Have you also filed for spousal support.

What state are you in? I'm asking because we might be able to do some research and find you legal help... like a local legal aid, on-line court self-help, etc.


----------



## Pstarpen (Sep 9, 2013)

Thank you:'( I'm in louisiana he is in texas


----------



## treyvion (Apr 29, 2013)

Pstarpen said:


> I already filed for child support, don't think he's received it yet, bu he told me to. He also told me to file for divorce, but I don't have any money. I am 30, he is 22


The age gap is not that big of a deal, but it's the age he's around. That 21-25 thing on a male, they are going to do what they do in that age. He's going to be highly irresponsbile and this is the tip of the iceberg. You may just unload and move on with your life. The cycle he's in is a BEAST. 

It could go on until his early 30's and several near death experieinces. Who his friends group are and what they are doing is important.


----------



## Pstarpen (Sep 9, 2013)

I just looked up some advice on divorcing interstate, it won't be easy with no money. I could possibly petition the courts to waive fees, as long as we both agree there is nothing of value to split, also with kids it's harder. Living I'd separate states also prevents the "free" divorce, since I would have to hire someone to file for me on my behalf in Texas, or he do the same. Ugh.....I guess I'm married to this guy for some time. What a mistake.


----------



## EleGirl (Dec 3, 2011)

You have to be a resident of Louisiana for 12 months before you can file for divorce there.
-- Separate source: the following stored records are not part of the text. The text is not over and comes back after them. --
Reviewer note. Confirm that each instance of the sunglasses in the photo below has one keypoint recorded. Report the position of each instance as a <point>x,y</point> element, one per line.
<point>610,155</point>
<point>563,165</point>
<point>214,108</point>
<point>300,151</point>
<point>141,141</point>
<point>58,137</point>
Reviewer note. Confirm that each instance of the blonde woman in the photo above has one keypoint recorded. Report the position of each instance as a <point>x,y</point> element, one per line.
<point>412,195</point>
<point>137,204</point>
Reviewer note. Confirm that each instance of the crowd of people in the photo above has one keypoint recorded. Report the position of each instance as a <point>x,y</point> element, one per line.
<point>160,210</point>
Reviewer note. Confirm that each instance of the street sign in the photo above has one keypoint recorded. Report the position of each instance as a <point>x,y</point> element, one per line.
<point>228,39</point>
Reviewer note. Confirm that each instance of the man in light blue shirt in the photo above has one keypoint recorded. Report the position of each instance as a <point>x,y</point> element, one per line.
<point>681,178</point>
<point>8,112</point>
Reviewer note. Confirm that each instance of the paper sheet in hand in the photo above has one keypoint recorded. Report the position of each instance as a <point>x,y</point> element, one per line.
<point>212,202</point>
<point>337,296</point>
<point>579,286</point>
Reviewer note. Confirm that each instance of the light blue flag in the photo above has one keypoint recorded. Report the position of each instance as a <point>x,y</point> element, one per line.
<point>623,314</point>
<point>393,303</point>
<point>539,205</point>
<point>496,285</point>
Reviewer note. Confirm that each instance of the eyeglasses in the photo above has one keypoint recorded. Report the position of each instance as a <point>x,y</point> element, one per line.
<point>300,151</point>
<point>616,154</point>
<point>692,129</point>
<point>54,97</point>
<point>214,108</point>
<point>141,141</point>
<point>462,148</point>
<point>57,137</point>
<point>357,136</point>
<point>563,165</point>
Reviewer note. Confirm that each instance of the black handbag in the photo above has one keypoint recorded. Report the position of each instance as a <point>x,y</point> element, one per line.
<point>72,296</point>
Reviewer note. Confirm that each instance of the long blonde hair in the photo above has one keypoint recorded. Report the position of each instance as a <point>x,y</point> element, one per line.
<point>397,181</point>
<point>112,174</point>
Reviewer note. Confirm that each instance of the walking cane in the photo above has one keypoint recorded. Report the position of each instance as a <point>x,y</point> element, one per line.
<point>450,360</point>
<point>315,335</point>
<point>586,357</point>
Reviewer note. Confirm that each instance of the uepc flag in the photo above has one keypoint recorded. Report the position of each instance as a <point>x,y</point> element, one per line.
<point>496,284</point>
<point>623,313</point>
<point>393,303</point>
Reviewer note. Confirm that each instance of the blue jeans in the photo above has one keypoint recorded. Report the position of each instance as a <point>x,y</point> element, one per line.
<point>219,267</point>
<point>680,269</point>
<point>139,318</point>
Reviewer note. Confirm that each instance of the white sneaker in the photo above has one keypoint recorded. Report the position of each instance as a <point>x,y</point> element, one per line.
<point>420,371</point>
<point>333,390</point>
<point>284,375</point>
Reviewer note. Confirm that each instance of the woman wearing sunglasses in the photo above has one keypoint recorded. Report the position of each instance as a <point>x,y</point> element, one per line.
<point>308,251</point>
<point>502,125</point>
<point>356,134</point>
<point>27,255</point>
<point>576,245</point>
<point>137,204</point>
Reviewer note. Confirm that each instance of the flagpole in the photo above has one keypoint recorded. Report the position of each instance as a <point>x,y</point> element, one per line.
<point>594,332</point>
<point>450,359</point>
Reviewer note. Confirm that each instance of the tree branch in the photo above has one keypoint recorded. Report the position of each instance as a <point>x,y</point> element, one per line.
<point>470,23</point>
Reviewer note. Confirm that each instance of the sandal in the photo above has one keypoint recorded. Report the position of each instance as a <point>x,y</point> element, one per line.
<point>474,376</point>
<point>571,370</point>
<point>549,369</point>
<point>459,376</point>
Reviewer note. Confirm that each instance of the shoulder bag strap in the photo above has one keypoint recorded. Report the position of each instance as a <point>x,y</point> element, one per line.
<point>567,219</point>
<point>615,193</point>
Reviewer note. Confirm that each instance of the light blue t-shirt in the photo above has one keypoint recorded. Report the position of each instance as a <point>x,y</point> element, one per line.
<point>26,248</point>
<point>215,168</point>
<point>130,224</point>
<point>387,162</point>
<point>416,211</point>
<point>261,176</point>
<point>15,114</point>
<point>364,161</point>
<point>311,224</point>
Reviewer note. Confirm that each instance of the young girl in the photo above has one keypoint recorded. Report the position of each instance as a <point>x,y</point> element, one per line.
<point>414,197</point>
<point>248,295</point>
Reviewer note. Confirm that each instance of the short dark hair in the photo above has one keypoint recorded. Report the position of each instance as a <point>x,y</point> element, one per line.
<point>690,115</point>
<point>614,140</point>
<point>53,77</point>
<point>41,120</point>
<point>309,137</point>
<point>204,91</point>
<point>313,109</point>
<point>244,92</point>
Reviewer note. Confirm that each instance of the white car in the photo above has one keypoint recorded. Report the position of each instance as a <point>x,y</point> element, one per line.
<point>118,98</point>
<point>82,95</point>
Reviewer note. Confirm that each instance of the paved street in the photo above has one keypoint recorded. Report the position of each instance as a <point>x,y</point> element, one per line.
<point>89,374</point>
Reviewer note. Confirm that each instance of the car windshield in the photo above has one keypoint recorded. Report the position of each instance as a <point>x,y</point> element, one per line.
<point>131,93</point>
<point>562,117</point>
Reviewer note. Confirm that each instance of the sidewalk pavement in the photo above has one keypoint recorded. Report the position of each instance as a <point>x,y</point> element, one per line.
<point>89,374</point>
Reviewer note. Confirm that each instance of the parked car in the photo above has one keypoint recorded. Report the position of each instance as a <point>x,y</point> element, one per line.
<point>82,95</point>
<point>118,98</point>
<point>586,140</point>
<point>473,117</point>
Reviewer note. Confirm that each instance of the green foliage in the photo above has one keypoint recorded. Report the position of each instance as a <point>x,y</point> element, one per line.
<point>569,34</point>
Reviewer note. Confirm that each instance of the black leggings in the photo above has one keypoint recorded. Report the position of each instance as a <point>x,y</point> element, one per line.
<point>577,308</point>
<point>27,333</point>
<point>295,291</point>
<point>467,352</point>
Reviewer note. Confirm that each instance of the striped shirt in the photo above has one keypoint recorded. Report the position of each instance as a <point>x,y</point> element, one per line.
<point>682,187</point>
You could file in Texas. Here is the Texas self help site.

TexasLawHelp.org

I read your other thread. It does not sound like you will get much more than child support because your husband is not earning enough to be able to help you out that much.
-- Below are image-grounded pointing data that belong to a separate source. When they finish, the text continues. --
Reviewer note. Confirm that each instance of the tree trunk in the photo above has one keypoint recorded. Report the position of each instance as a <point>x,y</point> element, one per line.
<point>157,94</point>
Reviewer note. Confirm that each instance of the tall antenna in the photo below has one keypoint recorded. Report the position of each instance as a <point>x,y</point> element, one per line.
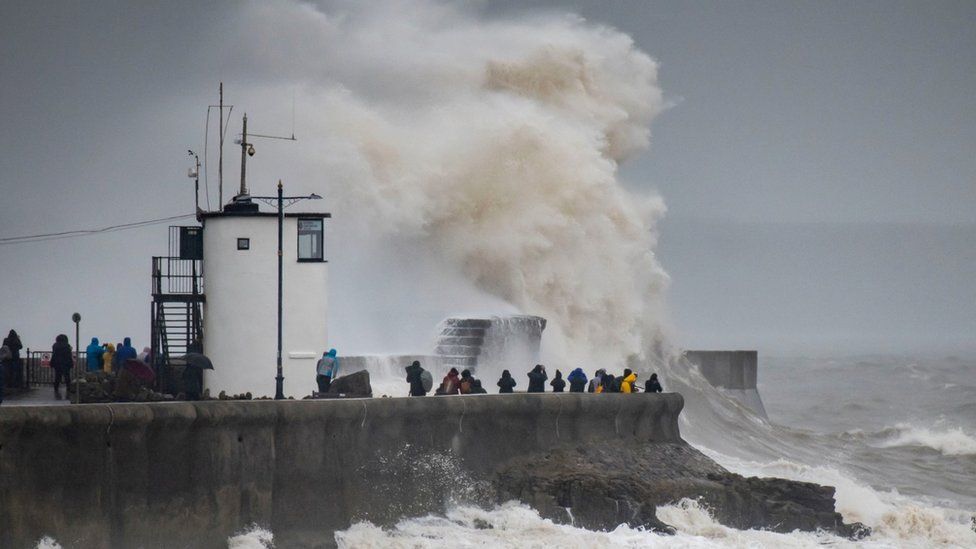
<point>220,162</point>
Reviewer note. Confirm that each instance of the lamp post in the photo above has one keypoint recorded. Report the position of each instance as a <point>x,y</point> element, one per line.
<point>279,200</point>
<point>76,318</point>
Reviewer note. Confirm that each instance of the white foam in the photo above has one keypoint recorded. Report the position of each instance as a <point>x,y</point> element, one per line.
<point>893,517</point>
<point>47,542</point>
<point>950,441</point>
<point>253,537</point>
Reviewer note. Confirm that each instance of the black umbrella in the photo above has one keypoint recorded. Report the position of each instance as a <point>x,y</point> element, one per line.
<point>198,360</point>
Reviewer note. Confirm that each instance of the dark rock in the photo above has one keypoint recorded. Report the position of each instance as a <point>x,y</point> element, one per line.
<point>355,384</point>
<point>601,488</point>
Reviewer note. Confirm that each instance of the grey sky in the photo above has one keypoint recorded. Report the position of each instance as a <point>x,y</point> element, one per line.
<point>803,129</point>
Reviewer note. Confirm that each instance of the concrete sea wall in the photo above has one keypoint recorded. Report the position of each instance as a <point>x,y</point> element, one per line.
<point>735,372</point>
<point>191,474</point>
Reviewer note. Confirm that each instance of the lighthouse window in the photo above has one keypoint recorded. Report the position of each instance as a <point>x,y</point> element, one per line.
<point>310,240</point>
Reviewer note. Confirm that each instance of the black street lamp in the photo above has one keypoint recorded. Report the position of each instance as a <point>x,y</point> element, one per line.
<point>280,379</point>
<point>76,318</point>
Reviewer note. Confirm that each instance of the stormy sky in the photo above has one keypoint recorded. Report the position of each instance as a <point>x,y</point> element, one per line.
<point>817,159</point>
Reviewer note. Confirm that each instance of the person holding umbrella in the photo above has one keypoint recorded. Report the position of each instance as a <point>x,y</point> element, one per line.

Since you have also been physically abusive of him, I suggest even more strongly that you find a local domestic abuse organization and get counseling. You seem to have some very serious problems yourself. YOu need to learn to not be violent with your partner. And it seems you have a lot about yourself to fix.

There is now way the two of you should get back together right now. You are physically abusive and he is emotionally abusive. Get the help you need to fix yourself. Your children do not deserve to be exposed to this sort of craziness.

You can change.


----------



## EleGirl (Dec 3, 2011)

Pstarpen said:


> I just looked up some advice on divorcing interstate, it won't be easy with no money. I could possibly petition the courts to waive fees, as long as we both agree there is nothing of value to split, also with kids it's harder. Living I'd separate states also prevents the "free" divorce, since I would have to hire someone to file for me on my behalf in Texas, or he do the same. Ugh.....I guess I'm married to this guy for some time. What a mistake.


Is there anyone you can stay with in Texas just long enough to go there and file, then go back for any necessary court hearings? If you both agree to the divorce there might not need to be a court hearing.


----------



## Pstarpen (Sep 9, 2013)

No, there is no money or way for me to get back to Texas. I'm screwed.


----------



## scatty (Mar 15, 2013)

Go to court and request temporary child support and exclusive use of the marital home (even if it is a rental) NOW!


----------